Unfortunately the tech industry seems to be enamoured with not merely being
offended, but being offended by the potential that they could have been
offended. So we'll circle the drain with everyone beating the drum in support
of their own personal agendas for awhile more before this is over.

By that time, someone else will have done something dumb and we'll be ready to
have another go.

------
zamalek
The presenters should not get a response such as "the audience laughed at the
numerous tit-related puns." or "The audience found it hilarious." Instead they
should have instead met deadly silence, not booing, nothing. Don't feed the
troll.

Yes, they had inappropriate ideas, yes, they should not have been let near the
stage - but why did _we_ give them the response they were after?

Respecting women doesn't start with pointing fingers at other people, it
starts with the individual doing so.

------
sambeau
This highlights major problems our community suffers while the comments here
clearly demonstrate a few more. It's all very disappointing. We are not doing
ourselves any favours here.

1\. Many male developers assume that they are in an all-male environment and
behave as if they are. Sniggering schoolboy humour, edgy jokes, sexual jokes
are a part of young male pack behaviour that is relatively harmless in all-
male environments. In mixed environments they are not only inappropriate but
they send the signal to other people that this is a young, male environment.
Only.

To be inclusive we need to drop the male pack mentality. It is right to call
out this behaviour, especially in public environments: conferences, keynotes,
hacker sessions. It is also right to call-out all-male speaker-panels for the
same reason.

2\. Something 'sexy' is not automatically 'sexist' — it all depends where the
power is. A tits-tracking app is (apart from being male-pack humour) an
example of those with the power in the room making fun at the expense of those
less powerful in the room. It is also 'objectification' — the reinforcement of
a women's place as being an object to look at or to have sex with, rather than
being an intellectual equal. The women in the room are expected to laugh it
off or be subject to more ridicule: "it's just a bit of fun" — This is classic
bullying behaviour. As long as these rooms are mostly full of men, women will
be powerless to do anything about it. It's no surprise that the fight-back
starts only once these incidents hit the internet: our community is bullying
women.

3\. A group of women ironically creating a pack-track app that tracks penises
wouldn't automatically be sexist. It would almost certainly be funny and
ironic for two reasons: 1) the balance of power is against the women 2) they
would be shining a light onto male-pack behaviour. Men, still holding the
balance of power here, should be able to laugh such a thing off. Sadly many of
you here wouldn't.

4\. Commentators here have a fundamental misunderstanding of what Feminism and
Sexism is. They are confusing _equality_ with _uniformity_.

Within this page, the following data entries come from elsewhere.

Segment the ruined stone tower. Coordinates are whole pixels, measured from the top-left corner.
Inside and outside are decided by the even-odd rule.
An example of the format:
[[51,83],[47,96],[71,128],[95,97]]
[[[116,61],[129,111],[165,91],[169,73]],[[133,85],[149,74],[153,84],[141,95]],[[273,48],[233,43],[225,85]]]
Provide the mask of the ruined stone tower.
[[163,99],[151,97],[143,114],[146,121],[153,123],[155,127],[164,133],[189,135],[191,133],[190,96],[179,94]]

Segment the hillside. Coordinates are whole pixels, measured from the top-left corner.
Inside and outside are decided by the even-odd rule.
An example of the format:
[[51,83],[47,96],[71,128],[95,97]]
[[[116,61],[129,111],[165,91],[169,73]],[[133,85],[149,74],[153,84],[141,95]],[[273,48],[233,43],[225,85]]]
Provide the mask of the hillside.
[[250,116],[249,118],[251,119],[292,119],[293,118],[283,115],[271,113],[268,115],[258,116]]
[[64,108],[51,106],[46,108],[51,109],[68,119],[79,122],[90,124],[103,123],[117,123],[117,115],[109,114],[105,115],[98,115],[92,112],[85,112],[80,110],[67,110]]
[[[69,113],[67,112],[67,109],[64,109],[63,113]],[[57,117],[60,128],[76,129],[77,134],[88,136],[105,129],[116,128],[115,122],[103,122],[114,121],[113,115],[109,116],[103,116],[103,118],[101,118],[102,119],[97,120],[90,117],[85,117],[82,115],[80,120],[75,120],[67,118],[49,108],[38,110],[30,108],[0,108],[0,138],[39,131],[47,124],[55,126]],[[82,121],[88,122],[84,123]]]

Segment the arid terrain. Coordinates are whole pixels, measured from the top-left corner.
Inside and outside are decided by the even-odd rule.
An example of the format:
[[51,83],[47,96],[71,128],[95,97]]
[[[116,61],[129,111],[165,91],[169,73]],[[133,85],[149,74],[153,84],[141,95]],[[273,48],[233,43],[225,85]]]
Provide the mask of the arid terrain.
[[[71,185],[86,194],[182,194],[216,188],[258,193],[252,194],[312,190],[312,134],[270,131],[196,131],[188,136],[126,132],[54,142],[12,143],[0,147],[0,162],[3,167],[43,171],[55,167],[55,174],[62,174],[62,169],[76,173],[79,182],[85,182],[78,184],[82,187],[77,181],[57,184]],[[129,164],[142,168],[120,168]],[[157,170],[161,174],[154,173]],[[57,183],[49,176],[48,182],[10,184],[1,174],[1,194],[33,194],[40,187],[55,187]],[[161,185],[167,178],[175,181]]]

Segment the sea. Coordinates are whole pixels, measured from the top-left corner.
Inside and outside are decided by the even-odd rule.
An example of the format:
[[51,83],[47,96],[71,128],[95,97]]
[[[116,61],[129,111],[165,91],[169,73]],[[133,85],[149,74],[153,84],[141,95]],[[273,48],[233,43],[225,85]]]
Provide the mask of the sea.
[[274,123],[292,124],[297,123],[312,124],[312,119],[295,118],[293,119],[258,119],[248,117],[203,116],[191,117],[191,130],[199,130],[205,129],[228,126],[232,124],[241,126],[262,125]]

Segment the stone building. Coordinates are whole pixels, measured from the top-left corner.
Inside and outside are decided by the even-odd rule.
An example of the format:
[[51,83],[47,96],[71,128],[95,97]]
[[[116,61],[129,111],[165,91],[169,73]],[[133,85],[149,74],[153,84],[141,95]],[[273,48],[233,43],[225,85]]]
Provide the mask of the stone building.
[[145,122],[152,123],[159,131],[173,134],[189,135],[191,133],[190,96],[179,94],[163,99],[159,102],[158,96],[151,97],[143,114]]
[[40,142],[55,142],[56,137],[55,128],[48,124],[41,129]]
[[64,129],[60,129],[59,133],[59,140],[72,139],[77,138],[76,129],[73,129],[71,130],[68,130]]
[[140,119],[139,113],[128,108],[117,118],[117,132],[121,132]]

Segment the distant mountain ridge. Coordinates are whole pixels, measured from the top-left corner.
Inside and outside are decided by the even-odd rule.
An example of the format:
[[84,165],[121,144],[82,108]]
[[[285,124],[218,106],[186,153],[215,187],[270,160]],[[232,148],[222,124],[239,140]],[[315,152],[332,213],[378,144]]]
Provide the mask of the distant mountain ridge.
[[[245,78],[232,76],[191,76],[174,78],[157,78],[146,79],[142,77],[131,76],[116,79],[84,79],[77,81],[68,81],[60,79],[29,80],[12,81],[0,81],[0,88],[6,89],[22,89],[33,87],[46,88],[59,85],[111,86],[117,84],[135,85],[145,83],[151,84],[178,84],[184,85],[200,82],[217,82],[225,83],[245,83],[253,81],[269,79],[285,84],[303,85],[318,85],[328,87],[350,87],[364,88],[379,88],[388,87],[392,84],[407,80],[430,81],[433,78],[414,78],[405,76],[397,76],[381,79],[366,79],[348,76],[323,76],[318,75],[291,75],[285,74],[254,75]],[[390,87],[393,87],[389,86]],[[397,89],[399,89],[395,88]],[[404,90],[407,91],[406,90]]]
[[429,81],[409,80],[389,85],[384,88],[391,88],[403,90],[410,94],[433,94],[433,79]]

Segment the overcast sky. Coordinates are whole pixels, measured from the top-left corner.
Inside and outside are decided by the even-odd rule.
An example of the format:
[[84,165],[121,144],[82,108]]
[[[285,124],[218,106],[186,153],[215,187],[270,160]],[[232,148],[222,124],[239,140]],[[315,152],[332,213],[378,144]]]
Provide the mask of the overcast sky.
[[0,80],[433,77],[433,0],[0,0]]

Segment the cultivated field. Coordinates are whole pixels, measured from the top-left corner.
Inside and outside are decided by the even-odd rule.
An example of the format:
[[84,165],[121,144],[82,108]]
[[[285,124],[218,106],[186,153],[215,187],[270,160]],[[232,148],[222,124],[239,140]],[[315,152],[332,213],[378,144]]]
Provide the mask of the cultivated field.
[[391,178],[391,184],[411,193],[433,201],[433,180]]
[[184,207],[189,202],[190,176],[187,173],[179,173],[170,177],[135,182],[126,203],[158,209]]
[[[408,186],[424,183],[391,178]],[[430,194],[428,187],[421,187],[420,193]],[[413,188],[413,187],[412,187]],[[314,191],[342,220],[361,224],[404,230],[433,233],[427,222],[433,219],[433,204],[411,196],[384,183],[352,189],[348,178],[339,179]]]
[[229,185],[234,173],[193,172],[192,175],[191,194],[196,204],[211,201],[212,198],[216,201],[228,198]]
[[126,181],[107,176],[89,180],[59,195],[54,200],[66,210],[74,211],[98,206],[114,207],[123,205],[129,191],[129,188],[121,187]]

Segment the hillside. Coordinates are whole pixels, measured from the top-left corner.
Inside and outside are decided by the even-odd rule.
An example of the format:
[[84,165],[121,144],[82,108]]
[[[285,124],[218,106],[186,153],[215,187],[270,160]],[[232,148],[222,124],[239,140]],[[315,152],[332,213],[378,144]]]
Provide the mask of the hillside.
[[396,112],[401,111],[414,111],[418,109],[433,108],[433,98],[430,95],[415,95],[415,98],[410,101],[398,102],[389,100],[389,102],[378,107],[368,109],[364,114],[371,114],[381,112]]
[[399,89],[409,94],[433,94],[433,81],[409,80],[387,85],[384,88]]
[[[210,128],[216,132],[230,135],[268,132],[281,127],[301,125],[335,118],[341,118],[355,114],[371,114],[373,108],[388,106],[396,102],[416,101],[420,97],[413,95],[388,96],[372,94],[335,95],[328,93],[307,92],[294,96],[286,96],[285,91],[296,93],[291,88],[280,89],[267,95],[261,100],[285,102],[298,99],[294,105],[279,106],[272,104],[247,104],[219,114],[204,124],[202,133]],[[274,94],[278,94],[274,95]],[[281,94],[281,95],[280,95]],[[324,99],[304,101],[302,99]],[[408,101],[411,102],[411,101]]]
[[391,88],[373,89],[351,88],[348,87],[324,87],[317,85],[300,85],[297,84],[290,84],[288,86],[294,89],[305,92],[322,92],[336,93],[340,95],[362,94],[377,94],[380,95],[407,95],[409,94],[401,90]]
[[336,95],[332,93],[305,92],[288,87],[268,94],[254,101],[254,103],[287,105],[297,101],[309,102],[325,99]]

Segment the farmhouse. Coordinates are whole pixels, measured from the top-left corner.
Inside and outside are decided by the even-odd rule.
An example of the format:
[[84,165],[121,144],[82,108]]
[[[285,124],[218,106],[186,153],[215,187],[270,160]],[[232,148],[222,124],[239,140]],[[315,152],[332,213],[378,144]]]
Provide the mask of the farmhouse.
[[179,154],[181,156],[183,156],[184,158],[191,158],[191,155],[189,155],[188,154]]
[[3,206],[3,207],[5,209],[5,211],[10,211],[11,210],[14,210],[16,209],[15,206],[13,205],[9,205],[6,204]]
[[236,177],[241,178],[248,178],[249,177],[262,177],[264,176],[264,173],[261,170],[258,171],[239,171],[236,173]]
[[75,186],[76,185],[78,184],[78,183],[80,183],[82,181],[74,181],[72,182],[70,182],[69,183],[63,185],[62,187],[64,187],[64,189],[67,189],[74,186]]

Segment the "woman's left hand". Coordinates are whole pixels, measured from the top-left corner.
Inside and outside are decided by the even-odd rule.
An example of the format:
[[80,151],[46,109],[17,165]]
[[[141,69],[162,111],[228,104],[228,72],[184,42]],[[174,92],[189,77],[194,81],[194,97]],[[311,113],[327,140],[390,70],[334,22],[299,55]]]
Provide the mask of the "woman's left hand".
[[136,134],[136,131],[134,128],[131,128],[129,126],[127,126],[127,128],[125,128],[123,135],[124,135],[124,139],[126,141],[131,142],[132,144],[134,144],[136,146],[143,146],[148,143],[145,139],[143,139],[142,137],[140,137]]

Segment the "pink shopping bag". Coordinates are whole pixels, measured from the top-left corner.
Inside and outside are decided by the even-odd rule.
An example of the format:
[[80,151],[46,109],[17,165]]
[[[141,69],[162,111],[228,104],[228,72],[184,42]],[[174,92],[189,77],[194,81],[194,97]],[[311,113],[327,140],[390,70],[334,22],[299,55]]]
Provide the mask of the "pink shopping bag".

Feminism is a civil rights movement. It is about equality of _power_ and
_opportunity_ for women. Much like anti-racism it isn't about people making
jokes about each other: it is about segregated jobs, inequality of
opportunity, economic discrimination.

Seeking equality is not the same as seeking uniformity. Just because you can
find an example where women have more jobs in a sector doesn't mean that it
_is_ sexism against men. It is often the opposite: low-paid caring jobs around
cleaning and child-rearing. The low-pay & low-power is the result of years of
sexism, as is the usual case where men who get into these roles quickly rise
through the ranks and far more likely to become bosses (despite their under-
representation). Some women protect these environments as all-women precisely
to give them a chance at promotion. While I don't condone this behaviour I can
at least understand it.

Equality is the big picture; the balance of the scales. Men still hold the top
jobs, the powerful jobs: Judges, Police Chiefs, Prime Ministers, Presidents,
Board Members. Equality of opportunity is the ability to rise through the
ranks based on ability not sex.

5\. Most sexism is silent. We do it without knowing we are doing it. Men
appoint men because the other men are men like themselves. Men know how to
talk to men; Geeky men more-so. We fill our conferences with men, our panels
with men, our keynotes with men because it is an easy thing to do. We promote
bright young men because they remind us of ourselves. We tell ourselves that
we are simply picking the best.

Combating this silent sexism is hard. As long as all we see is men everywhere
then we will continue to be silently sexist and women will continue to
silently vote with their feet.

6\. It is sexist to say that men are better at programming than women. Unless
you have scientific proof that I haven't seen: women are perfectly good at
hacking. Any woman who has chosen a career in IT despite the discrimination
stacked against her (see above) is already extraordinary yet we will generally
treat her less than an ordinary hacker.

Women make up 51% of the population, they are out-performing men in school &
university here in the UK and they should therefore be over 50% of our
community. But they are not. This is somebody's fault and it is most probably
ours. We have created an environment that is hostile to these bright young
women and it is lunacy: we are throwing away half of the talent.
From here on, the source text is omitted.